Three other participants read, too. I heard touching excerpts from the memoirs of Mary Jane Copps and Sarah Jewel and the colourful poetry of Brian Braganza.
A public reading should be just be enough to whet your audience’s appetite, and with Stephens’ help, I chose a section with a bit of drama. I read a two-page excerpt from chapter three of The Last Honest Man in Havana. It was a little nerve-wracking, but this was a supportive group, not a room full of literary agents. They gave me a great round of applause and I enjoyed the experience more than I thought I would.
Chapter three is set in April 1980, when a hijacked bus crashed through the gates of the Peruvian embassy. This resulted in more than 11,000 Cubans claiming refugee status behind the gates. Not long after, more than 100,000 Cubans left the country via the Mariel Boatlift.

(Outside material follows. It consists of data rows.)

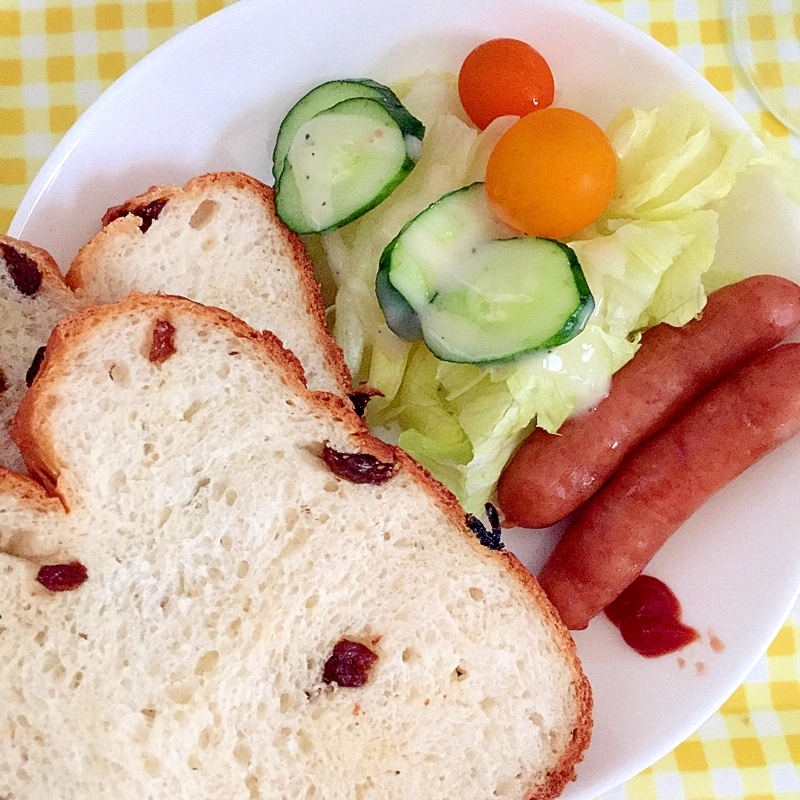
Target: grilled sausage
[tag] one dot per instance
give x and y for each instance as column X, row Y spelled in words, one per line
column 551, row 475
column 668, row 478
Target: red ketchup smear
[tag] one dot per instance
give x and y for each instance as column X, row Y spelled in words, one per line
column 648, row 616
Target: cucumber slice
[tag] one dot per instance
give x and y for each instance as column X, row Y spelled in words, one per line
column 328, row 95
column 341, row 163
column 458, row 278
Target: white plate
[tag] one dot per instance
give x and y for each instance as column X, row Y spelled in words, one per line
column 212, row 98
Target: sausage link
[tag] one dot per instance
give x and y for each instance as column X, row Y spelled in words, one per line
column 668, row 478
column 551, row 475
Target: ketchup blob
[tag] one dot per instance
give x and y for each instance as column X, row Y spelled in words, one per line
column 648, row 616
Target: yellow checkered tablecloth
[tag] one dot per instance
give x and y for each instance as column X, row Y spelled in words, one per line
column 57, row 57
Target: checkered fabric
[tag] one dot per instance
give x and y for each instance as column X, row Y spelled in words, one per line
column 56, row 57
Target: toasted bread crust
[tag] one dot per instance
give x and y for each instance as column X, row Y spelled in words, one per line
column 125, row 222
column 30, row 431
column 52, row 278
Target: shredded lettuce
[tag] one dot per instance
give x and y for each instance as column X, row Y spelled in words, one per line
column 650, row 258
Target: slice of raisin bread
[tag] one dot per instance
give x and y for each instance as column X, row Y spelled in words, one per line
column 217, row 241
column 216, row 609
column 33, row 298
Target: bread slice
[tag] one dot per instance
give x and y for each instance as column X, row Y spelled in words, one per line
column 33, row 298
column 225, row 563
column 217, row 241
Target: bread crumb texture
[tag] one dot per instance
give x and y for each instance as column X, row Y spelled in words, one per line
column 225, row 562
column 217, row 241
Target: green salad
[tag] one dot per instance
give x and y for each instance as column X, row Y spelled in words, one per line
column 679, row 225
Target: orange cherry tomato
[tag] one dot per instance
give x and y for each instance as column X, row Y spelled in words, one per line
column 551, row 174
column 504, row 76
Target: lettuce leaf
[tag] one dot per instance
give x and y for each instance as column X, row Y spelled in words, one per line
column 650, row 258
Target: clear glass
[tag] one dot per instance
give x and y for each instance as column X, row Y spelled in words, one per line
column 766, row 44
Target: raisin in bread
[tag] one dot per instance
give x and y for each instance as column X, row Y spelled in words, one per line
column 213, row 610
column 217, row 241
column 33, row 298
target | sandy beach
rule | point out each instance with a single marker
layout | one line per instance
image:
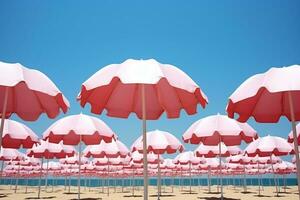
(230, 193)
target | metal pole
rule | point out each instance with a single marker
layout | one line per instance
(292, 112)
(145, 162)
(17, 178)
(245, 184)
(190, 173)
(220, 163)
(46, 184)
(158, 179)
(79, 166)
(274, 176)
(3, 115)
(40, 180)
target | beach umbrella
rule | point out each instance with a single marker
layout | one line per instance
(242, 160)
(283, 169)
(48, 151)
(215, 129)
(158, 142)
(188, 158)
(25, 161)
(112, 149)
(268, 146)
(28, 93)
(145, 87)
(8, 154)
(281, 86)
(78, 129)
(213, 151)
(106, 151)
(16, 135)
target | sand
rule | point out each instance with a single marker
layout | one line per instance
(230, 193)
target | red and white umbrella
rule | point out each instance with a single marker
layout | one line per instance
(110, 150)
(106, 151)
(281, 86)
(7, 154)
(268, 146)
(28, 93)
(188, 158)
(158, 142)
(17, 135)
(48, 151)
(215, 129)
(213, 151)
(75, 129)
(218, 128)
(144, 87)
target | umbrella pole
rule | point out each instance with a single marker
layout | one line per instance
(69, 182)
(258, 178)
(108, 177)
(2, 165)
(295, 139)
(145, 172)
(245, 183)
(79, 166)
(40, 180)
(132, 183)
(220, 163)
(17, 178)
(65, 183)
(46, 184)
(3, 115)
(26, 183)
(190, 173)
(274, 176)
(209, 190)
(159, 179)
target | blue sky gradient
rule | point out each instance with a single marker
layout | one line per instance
(218, 43)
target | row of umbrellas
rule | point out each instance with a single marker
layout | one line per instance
(149, 88)
(184, 163)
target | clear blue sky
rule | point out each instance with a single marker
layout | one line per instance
(218, 43)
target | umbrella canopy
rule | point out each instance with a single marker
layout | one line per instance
(152, 158)
(144, 87)
(188, 157)
(51, 150)
(213, 129)
(269, 145)
(75, 128)
(167, 88)
(7, 154)
(158, 142)
(113, 149)
(291, 137)
(17, 135)
(74, 160)
(253, 97)
(29, 93)
(213, 151)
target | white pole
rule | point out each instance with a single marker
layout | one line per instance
(295, 140)
(79, 166)
(40, 180)
(3, 115)
(145, 162)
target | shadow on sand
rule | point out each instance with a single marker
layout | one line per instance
(71, 193)
(132, 196)
(52, 197)
(3, 195)
(162, 195)
(87, 198)
(216, 198)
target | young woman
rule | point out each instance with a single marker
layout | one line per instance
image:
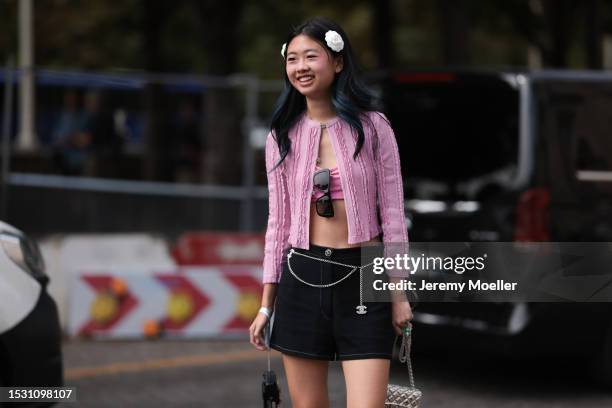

I wanted to visit the site of the former embassy during my last trip to Cuba. I’d heard it had been converted into a museum, The March of the Fighting People Museum. I wanted to see the fence, the gate and imagine the garden and all that transpired there. We shouldn’t have been so surprised to discover that the entire building is gone and is now the site of a small hotel. The March of the Fighting People Museum still exists, but has moved a few blocks over.
I was disappointed about the changes, but went in to visit the museum anyway. It cost one peso, or 25 cents. If you’re travelling to Cuba, I wouldn’t advise putting this high on your priority list. It’s only got one item that has anything to do with the incident at the Peruvian embassy: the rifle of José Ortiz Cabrera, the guard who was killed when the hijacked bus went through the gate. The Cubans maintain their story that he was hit by the bus. The Peruvians say he was accidentally shot by his colleague in the melee.
The most disturbing thing about all of it is that the younger Cubans I was talking to had never heard about the bus crashing into the embassy. It’s generally not discussed and it’s definitely not taught in the schools.
At home, I was able to find an excellent documentary (only in Spanish) about all the April 1980 events on El Nuevo Herald’s website. They’ve taken it down, but it’s called Mariel 25 and can be ordered from Univision by calling 1-877-CUBANOS.